In one almost annoyingly easy instant I released the handle that kept me prisoner to the believe that it was all up to me to work out.
I was trying to control everything, I had defaulted to thinking it was all up to me. An addiction hard to kick. I had been calling the shots, trying to fix the battleground.
Intellectually I knew from my studies of the Course (A Course in Miracles) the only choice to make is to go above the battleground. Beyond the world. Remember the wild truth.
But it is amazing how seductive, seemingly normal and addictive the beliefs we hold in this world so dear are.
Our beliefs mean we can run the show. We can call the shots whether we wanted to take responsibility or not.
The wild woman had no hesitation in asking me as I sat closed eyed at the end of my bed:
“What would you do if you didn’t clutch so tightly to the chains that hold you trapped in beliefs?”.
“What would you do with your life?”
In that moment I saw two clear paths my life could take.
One would go down pushing through the current battleground. Waking each day wearing the shields and armor to get through my day.
The other was worlds away, the only attire yearning to be worn was compassion and a gentleness that I had never seen for myself.
This other way felt completely radical to the armored figure I thought I had become.
I was then gifted with a vision that felt wild and free.
THIS WAS WALKING ON THE WILD SIDE.
I said a heart opening yes to compassion and gentleness for myself, and to the vision I could now see.
What was to come wasn’t easy, but that isn’t a reason capable of making me stay on the front-line any longer.
Because there was no longer a front-line to war against. It was no where to be found.
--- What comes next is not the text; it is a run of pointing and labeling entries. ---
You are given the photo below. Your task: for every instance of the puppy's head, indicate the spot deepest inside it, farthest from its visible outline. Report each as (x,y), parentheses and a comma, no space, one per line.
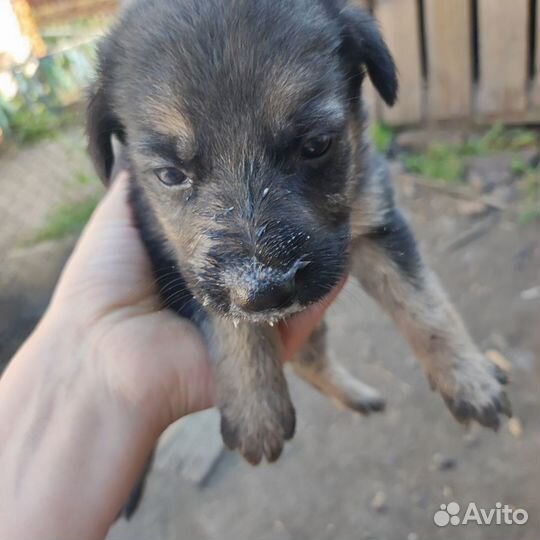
(242,120)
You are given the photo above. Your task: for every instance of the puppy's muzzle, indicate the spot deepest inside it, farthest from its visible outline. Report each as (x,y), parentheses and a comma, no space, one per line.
(262,289)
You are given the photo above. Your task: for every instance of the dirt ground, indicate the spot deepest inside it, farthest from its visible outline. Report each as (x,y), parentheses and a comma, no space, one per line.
(348,477)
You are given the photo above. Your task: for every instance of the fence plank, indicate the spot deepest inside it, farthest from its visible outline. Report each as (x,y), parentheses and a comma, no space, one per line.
(448,36)
(536,88)
(399,21)
(503,36)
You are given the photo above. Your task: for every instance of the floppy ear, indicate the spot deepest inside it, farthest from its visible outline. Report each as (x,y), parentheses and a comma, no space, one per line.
(364,44)
(101,124)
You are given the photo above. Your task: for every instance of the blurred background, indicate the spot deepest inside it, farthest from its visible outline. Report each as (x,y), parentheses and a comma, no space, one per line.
(463,143)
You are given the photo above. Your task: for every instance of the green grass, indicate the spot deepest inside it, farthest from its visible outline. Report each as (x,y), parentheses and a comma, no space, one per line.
(382,137)
(439,162)
(529,189)
(66,220)
(446,162)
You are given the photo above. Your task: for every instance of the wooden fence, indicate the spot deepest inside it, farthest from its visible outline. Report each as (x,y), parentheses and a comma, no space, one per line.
(48,12)
(473,60)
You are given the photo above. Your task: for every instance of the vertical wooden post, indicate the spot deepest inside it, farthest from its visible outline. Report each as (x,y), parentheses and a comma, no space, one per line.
(23,12)
(400,25)
(503,38)
(449,54)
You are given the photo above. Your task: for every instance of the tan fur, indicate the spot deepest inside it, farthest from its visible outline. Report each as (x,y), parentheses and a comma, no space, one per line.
(328,376)
(257,415)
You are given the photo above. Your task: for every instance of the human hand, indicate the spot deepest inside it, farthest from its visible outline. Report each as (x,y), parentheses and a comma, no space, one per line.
(107,370)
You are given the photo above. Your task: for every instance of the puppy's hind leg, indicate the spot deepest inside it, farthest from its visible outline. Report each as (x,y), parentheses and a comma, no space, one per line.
(328,376)
(389,267)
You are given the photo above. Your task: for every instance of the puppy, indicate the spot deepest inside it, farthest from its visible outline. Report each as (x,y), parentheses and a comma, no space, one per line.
(256,190)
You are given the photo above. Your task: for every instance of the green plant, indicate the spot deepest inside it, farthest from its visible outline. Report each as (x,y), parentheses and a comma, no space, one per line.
(446,162)
(66,220)
(529,188)
(44,90)
(382,137)
(440,162)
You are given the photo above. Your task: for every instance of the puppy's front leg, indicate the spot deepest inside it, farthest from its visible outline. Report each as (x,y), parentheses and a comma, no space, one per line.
(257,415)
(387,264)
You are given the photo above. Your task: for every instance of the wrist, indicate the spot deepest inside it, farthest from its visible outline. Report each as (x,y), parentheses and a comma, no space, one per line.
(69,449)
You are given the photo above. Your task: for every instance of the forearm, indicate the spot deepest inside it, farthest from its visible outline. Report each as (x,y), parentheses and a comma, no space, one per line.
(68,456)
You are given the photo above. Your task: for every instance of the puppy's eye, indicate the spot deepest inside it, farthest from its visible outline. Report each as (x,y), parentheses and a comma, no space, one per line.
(170,176)
(316,147)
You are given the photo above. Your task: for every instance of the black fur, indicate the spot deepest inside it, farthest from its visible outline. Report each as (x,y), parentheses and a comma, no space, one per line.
(228,92)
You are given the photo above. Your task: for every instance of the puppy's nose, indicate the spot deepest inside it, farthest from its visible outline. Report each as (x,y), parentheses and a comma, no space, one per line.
(264,296)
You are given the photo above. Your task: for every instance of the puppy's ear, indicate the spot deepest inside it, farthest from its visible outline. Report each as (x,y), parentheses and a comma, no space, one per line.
(101,125)
(363,44)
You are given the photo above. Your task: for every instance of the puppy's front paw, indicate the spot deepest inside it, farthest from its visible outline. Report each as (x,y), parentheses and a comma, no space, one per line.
(473,390)
(258,429)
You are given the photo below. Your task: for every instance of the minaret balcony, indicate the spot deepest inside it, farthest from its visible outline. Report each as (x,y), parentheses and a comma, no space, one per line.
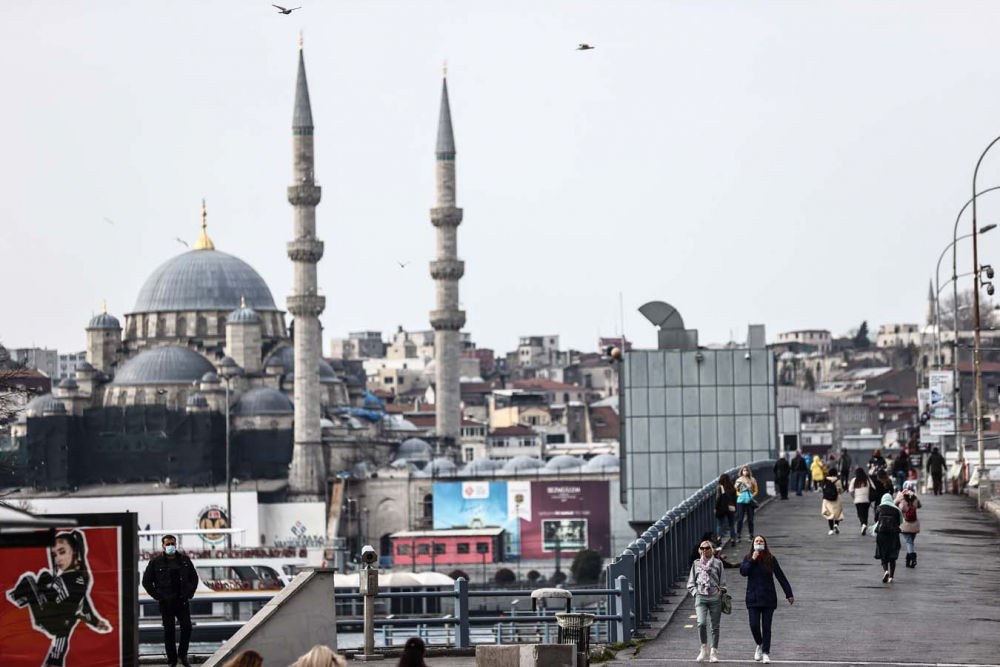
(447,269)
(305,250)
(447,320)
(306,305)
(305,194)
(446,216)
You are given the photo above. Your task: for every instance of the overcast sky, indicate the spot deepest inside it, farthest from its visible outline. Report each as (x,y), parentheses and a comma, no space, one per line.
(798,164)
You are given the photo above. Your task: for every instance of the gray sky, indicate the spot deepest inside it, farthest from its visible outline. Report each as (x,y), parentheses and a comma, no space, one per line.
(794,163)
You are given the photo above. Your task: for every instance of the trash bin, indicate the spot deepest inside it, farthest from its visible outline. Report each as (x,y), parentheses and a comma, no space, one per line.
(574,628)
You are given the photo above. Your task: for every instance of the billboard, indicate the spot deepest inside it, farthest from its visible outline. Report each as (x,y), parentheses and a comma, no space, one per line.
(538,518)
(74,603)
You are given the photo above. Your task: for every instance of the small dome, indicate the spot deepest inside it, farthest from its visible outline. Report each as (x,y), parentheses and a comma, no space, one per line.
(170,364)
(263,401)
(197,401)
(285,356)
(243,315)
(602,462)
(563,462)
(414,449)
(104,321)
(519,463)
(44,405)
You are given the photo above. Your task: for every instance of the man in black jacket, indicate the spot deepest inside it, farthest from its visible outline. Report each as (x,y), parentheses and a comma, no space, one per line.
(799,471)
(170,579)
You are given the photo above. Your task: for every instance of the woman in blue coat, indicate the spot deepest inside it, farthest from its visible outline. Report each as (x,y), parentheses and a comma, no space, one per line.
(760,567)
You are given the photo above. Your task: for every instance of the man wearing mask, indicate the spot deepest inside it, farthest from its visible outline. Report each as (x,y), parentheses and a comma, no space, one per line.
(171,580)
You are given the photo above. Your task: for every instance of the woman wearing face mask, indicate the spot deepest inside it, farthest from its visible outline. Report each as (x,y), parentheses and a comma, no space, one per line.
(746,489)
(760,567)
(707,583)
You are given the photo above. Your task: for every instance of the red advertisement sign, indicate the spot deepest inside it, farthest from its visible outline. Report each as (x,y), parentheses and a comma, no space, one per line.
(566,516)
(65,605)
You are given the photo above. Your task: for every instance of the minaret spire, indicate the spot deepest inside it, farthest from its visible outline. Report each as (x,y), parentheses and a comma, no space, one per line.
(447,320)
(307,477)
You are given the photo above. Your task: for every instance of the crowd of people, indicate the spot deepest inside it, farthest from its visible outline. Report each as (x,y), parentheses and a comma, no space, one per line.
(888,487)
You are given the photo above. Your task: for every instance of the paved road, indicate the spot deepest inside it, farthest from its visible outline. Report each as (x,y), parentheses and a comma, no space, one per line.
(947,611)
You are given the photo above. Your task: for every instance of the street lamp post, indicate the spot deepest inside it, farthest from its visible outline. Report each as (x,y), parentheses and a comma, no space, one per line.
(976,353)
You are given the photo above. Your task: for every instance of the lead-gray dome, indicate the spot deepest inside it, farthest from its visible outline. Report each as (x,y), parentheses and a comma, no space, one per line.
(262,401)
(170,364)
(104,321)
(285,355)
(203,280)
(43,405)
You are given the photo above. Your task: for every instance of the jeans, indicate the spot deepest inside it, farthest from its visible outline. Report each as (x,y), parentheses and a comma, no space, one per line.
(709,606)
(720,527)
(744,509)
(181,610)
(798,481)
(760,626)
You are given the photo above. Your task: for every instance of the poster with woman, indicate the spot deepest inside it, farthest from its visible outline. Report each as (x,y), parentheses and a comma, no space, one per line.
(64,605)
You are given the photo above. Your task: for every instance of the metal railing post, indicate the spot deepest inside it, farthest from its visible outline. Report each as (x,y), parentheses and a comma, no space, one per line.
(462,612)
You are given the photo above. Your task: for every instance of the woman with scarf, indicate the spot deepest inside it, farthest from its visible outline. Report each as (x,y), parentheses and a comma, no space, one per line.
(760,567)
(888,519)
(746,490)
(707,583)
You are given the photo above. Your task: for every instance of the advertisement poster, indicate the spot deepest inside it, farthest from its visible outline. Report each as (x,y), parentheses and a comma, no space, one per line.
(67,604)
(568,516)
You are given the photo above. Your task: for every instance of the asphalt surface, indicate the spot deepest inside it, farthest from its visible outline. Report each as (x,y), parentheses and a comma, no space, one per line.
(944,612)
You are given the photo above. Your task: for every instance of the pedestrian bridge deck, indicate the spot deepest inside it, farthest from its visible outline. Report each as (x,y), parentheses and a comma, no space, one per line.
(946,611)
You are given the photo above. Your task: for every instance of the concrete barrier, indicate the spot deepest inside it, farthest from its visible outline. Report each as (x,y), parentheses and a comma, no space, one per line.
(301,616)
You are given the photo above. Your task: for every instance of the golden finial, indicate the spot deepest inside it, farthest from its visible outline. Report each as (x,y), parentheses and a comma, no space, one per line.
(203,242)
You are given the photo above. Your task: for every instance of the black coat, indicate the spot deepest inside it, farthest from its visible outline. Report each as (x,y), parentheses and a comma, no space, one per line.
(156,579)
(760,583)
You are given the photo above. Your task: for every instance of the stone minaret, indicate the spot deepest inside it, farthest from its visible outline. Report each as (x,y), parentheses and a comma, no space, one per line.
(446,319)
(307,478)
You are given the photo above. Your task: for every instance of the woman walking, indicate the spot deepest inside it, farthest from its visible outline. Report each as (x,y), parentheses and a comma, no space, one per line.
(908,502)
(833,508)
(746,490)
(707,583)
(860,488)
(725,508)
(887,522)
(760,567)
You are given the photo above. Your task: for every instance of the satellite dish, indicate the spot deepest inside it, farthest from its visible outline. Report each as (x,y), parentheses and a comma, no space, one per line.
(662,315)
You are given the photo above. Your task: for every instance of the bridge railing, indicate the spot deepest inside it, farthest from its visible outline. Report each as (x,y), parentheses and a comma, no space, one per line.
(646,572)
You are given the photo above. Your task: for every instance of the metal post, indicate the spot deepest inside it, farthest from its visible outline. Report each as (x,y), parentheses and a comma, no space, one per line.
(462,612)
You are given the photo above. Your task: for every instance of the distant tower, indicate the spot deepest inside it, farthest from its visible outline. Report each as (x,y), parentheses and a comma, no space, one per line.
(447,320)
(307,478)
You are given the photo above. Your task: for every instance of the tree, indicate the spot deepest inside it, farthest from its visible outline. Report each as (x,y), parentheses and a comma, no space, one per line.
(587,566)
(861,341)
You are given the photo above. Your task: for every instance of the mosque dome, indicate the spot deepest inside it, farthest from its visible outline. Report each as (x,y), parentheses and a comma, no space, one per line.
(263,401)
(203,280)
(46,404)
(170,364)
(104,321)
(285,355)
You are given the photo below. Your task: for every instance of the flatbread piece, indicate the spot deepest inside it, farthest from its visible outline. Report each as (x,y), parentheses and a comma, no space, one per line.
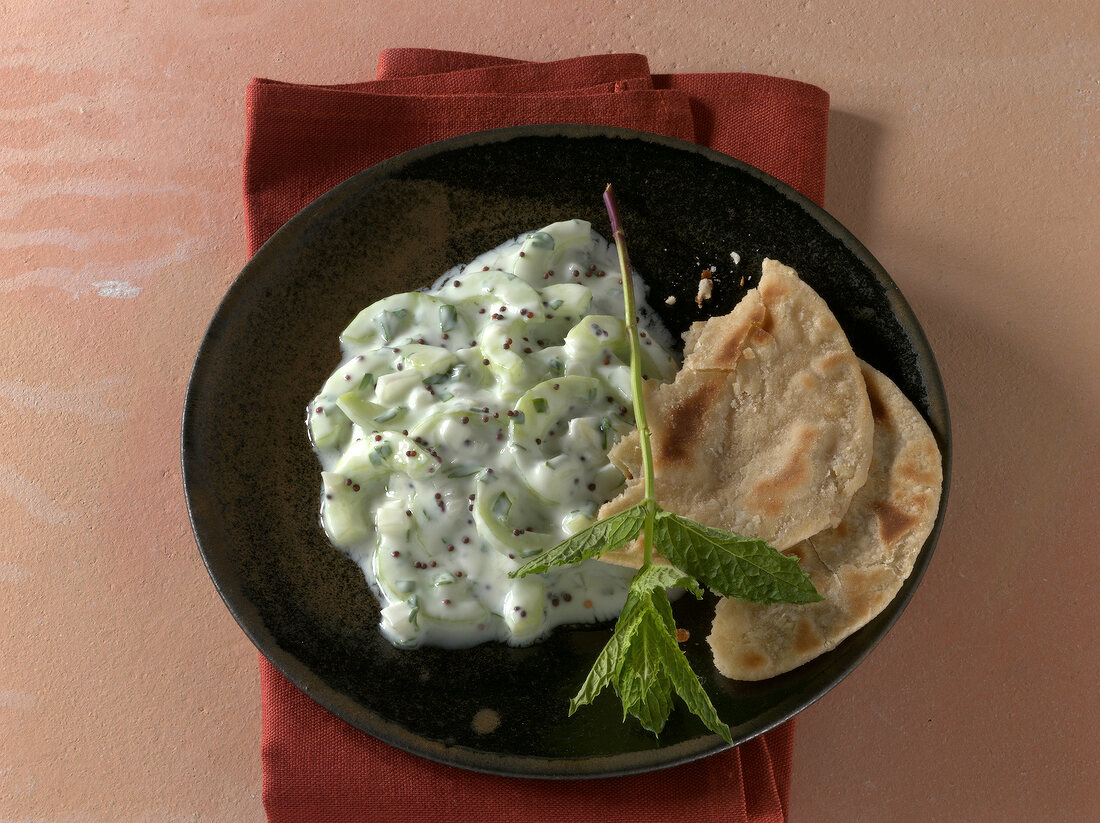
(766,430)
(859,566)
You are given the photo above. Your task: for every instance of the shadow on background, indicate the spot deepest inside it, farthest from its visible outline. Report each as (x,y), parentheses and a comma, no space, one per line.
(854,144)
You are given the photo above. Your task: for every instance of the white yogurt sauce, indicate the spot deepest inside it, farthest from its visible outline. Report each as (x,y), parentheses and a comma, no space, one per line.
(468,430)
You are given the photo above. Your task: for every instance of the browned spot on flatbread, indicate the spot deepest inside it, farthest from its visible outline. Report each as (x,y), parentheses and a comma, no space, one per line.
(806,637)
(878,407)
(684,421)
(730,350)
(921,464)
(893,523)
(751,660)
(771,289)
(771,496)
(768,321)
(760,337)
(798,550)
(833,361)
(866,591)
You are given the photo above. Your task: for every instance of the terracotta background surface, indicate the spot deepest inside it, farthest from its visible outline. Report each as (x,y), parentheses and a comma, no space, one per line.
(963,152)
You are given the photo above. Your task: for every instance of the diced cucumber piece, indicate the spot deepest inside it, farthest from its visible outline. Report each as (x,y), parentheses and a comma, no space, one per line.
(397,624)
(384,453)
(451,604)
(534,258)
(569,233)
(395,388)
(598,337)
(361,412)
(428,360)
(329,427)
(490,291)
(343,512)
(352,373)
(525,607)
(463,438)
(501,343)
(567,299)
(553,402)
(501,513)
(396,318)
(575,522)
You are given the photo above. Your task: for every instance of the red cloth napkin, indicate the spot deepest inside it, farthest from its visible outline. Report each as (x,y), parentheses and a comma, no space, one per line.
(301,141)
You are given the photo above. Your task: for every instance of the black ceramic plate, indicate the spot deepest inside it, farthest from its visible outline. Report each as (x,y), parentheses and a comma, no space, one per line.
(252,480)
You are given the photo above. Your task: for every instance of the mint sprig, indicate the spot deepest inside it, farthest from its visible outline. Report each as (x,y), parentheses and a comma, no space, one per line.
(642,661)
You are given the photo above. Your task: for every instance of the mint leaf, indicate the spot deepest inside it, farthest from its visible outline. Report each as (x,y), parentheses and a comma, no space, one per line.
(683,680)
(609,662)
(642,684)
(730,564)
(651,578)
(593,541)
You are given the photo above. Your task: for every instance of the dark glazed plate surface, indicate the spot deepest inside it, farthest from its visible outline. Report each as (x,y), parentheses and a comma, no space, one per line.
(252,481)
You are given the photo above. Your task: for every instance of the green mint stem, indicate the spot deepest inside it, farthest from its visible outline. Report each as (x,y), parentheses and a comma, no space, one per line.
(636,382)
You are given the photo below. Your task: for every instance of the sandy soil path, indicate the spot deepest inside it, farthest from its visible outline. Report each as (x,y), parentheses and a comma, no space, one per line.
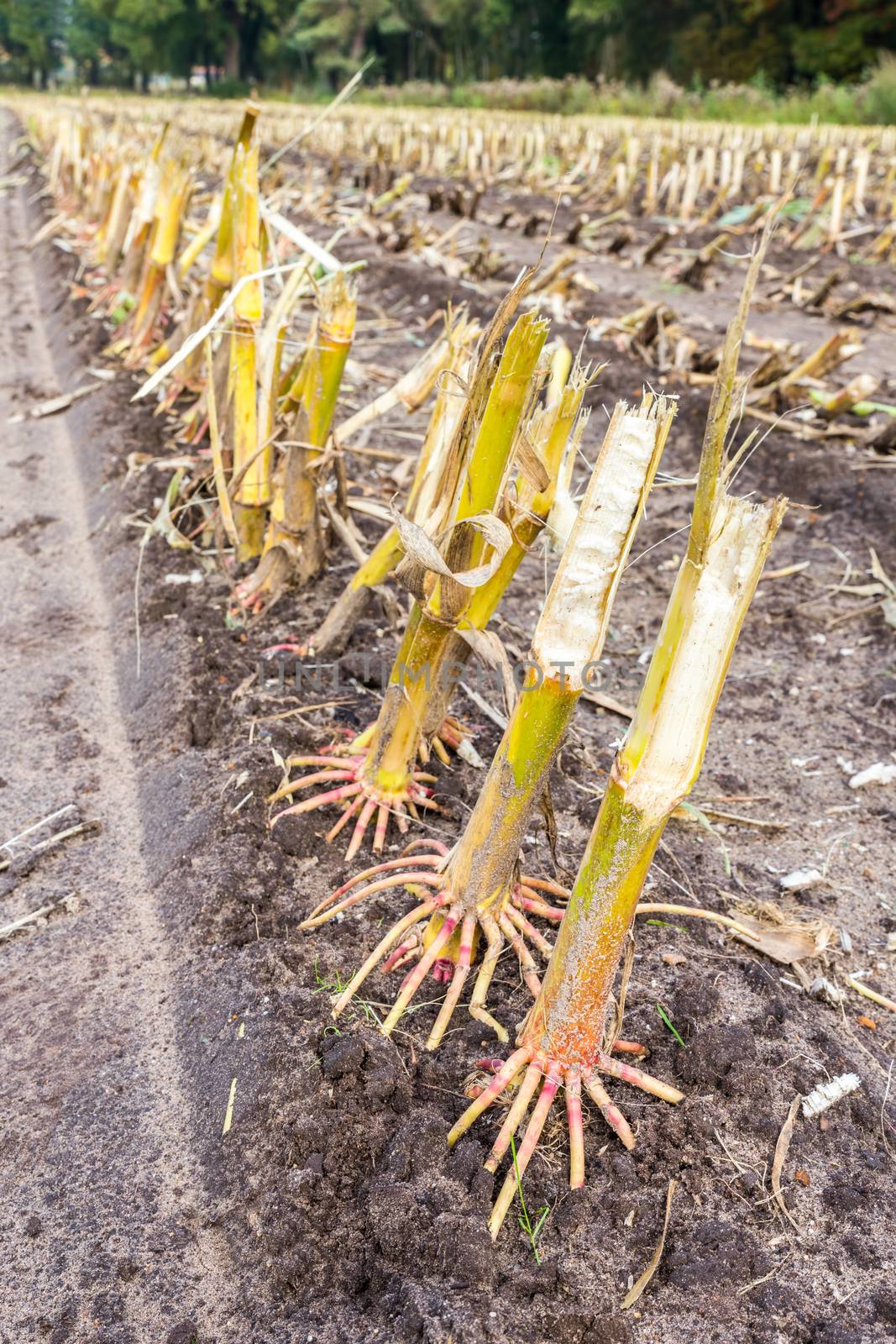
(101,1189)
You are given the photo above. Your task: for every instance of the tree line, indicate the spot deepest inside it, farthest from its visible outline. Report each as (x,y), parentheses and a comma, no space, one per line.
(317,42)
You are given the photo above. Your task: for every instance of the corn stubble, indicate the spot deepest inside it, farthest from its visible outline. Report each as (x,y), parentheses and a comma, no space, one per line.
(563,1042)
(495,470)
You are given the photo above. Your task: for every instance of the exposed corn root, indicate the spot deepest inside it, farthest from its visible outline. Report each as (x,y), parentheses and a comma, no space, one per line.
(360,800)
(446,948)
(537,1070)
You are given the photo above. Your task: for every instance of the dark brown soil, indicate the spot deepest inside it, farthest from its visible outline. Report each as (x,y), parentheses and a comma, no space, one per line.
(332,1210)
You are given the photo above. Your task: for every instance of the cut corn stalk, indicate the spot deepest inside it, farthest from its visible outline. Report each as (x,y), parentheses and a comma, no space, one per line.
(563,1039)
(477,891)
(382,763)
(295,544)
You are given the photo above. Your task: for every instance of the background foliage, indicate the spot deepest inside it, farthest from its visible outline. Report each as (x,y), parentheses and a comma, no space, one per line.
(718,57)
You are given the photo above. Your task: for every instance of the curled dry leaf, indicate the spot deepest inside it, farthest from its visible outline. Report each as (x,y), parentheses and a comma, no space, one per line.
(779,936)
(782,1148)
(637,1289)
(422,555)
I now realise there was never two paths to choose from, one was an illusion of war and the other was reality, truth.
I continue to keep that door open to her as much as I can. The wild and free vision now resides within every fibre of my being.
Keeping the door open has undoubtedly resulted in a lot of change that isn’t seen as a pat on the back, but more of a choice that is always available.
We now choose to home school our boys, we have chosen at long last to leap and leave FIFO (fly-in-fly-out) life and I have chosen to focus my business on creating, something I thought was years away. But ‘I’ try not to do the thinking now and get out of the bloody way and know my only job is to holding that glorious door open to her in everyway.
This journey with the wild woman has shown me that whatever is seemingly happening in our lives is only ever an opportunity to hold the door open and be gently guided.
She has taught me deeply that I have an addiction to running things. And her role is to remind me I run nothing and lead me to what I truly am.
What would you do with your life if you were not trapped in limiting beliefs?